Die Digitalisierung begünstigt den Aufstieg der Neuen Rechten

Online mit rechten reden?

Durch die Digitalisierung entstehen abgeschottete Teilöffentlichkeiten. Das begünstigt den Aufstieg der Neuen Rechten.

»Gerade erleben wir in Echtzeit, wie eine Gesellschaft die Fundamente ihres Weltbilds ändert.« Ein Satz, der in seiner Einfachheit einen dramatischen Wandel beschreibt. Geschrieben hat ihn vor vielen Jahren Frank Schirrmacher, der langjährige Feuilletonchef und Mitherausgeber der FAZ, ein Vordenker der Digitalisierung. Bereits 2009 veröffentlichte er sein Buch »Payback«, in dem er sich damit auseinandersetzt, wie das Netz das Denken und die Meinungs­bildung beeinflusst.

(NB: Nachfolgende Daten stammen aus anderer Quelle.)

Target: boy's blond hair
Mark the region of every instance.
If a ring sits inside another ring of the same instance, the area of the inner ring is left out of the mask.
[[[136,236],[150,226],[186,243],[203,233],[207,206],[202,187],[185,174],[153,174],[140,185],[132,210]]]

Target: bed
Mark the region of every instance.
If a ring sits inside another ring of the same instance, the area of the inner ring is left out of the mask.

Seitdem beziehen sich auf ihn, der beileibe kein Linker war, auch progressive Debattenbeiträge.

Im Dezember vorigen Jahres ist im Suhrkamp-Verlag ein lesenswertes Büchlein zum Thema erschienen. Der Sammelband »Reclaim Autonomy – Selbstermächtigung in der digitalen Weltordnung« versammelt Beiträge von Rednerinnen und Redner des gleichnamigen Symposiums, das ein Jahr zuvor in Berlin zu Ehren Schirrmachers stattfand. Herausgegeben wird der Sammelband von Jakob Augstein und einge­leitet von Martin Schulz – auch nicht gerade Progressive, aber die Beiträge von namhaften Autorinnen und Autoren wie etwa Saskia Sassen und Evgeny Morozov gehen drängenden Fragen nach, die man auch innerhalb der Linken weiter diskutieren sollte.

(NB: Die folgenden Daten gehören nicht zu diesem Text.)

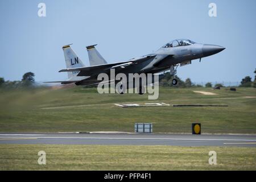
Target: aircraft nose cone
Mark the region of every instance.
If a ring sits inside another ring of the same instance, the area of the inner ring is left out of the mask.
[[[203,46],[203,54],[204,56],[209,56],[217,53],[225,49],[225,47],[219,46],[204,44]]]

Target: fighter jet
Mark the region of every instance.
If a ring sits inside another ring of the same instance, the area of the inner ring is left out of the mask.
[[[172,84],[175,85],[177,83],[175,76],[179,66],[189,65],[192,60],[200,59],[201,61],[202,57],[225,49],[224,47],[219,46],[197,43],[188,39],[176,39],[167,43],[152,53],[125,61],[108,64],[96,49],[95,46],[97,44],[95,44],[86,47],[90,66],[85,67],[71,45],[62,47],[67,69],[59,71],[67,72],[68,79],[46,82],[75,83],[77,85],[97,85],[101,81],[97,80],[98,75],[101,73],[110,75],[111,69],[115,69],[115,74],[122,73],[127,75],[135,73],[156,74],[170,69],[170,74],[174,76]]]

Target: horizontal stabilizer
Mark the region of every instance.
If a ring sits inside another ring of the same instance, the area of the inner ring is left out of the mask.
[[[155,57],[156,55],[146,55],[144,56],[142,56],[141,57],[132,59],[127,61],[120,62],[117,63],[110,63],[110,64],[100,64],[96,65],[94,66],[86,67],[80,67],[80,68],[68,68],[60,70],[59,72],[73,72],[73,71],[87,71],[87,72],[92,72],[95,70],[105,70],[105,69],[110,69],[111,68],[117,68],[118,67],[123,68],[125,67],[130,65],[132,64],[137,64],[138,63],[141,63],[142,61],[144,61],[148,60],[150,59]],[[79,74],[78,75],[79,76]]]

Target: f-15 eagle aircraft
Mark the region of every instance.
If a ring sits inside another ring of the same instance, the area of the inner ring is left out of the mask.
[[[155,74],[170,69],[171,75],[174,76],[172,84],[176,85],[175,75],[179,65],[190,64],[191,60],[195,59],[199,59],[201,61],[202,57],[216,54],[225,49],[219,46],[196,43],[188,39],[177,39],[167,43],[154,53],[126,61],[108,64],[97,51],[95,48],[97,44],[95,44],[86,47],[90,66],[85,67],[71,45],[64,46],[62,48],[67,69],[59,71],[67,72],[68,79],[46,82],[75,83],[77,85],[97,85],[101,81],[97,80],[98,74],[105,73],[109,75],[111,69],[115,69],[116,74],[122,73],[127,75],[135,73]]]

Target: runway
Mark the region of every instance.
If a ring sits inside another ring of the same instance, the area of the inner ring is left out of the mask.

Es vollzieht sich ein fundamentaler innerer Umbau der demokratischen Gesellschaft, obwohl sie dem äußeren Rahmen nach noch immer das zu sein scheint, was sie war. Die Auflösung der Demokratie geschieht im Rahmen der Demokratie.

Industrie 4.0, digitale Verwaltung, ­soziale Netzwerke und künstliche Intel­ligenz sind keine Randphänomene mehr, sondern bestimmen mehr und mehr den Alltag. Die Digitalisierung beeinflusst dadurch das gesellschaftliche Zusammenleben der Menschen in einer demokratischen Gesellschaft.

Ein grundlegender Aspekt, den Schirrmacher benannt hat und der auch im Suhrkamp-Sammelband Erwähnung findet, betrifft die Veränderung der ­Öffentlichkeit und Welterfahrung durch die Digitalisierung. Auf der einen Seite spiegeln uns soziale Medien vor, ständig mit allen verbunden zu sein und auf alle Informationen immer und kostenlos zugreifen zu können. Auf dieser Grundlage, so das Versprechen, könne eine globalisierte und vielleicht sogar demokratische Öffentlichkeit entstehen. Die Idee der alle Grenzen überwindenden und verbindenden Kommunikation hat aber einen Haken. Die Informationen, denen wir täglich im Netz begegnen, sind personalisiert und ganz und gar auf unser Verhalten zugeschnitten. Bei den Newsfeeds der sozialen Medien entscheiden nicht wir, was wir lesen und sehen, sondern eine künstliche Intelligenz. Die hat neue Machtver­hältnisse geschaffen: Algorithmen bestimmten, was für Netznutzer relevant ist.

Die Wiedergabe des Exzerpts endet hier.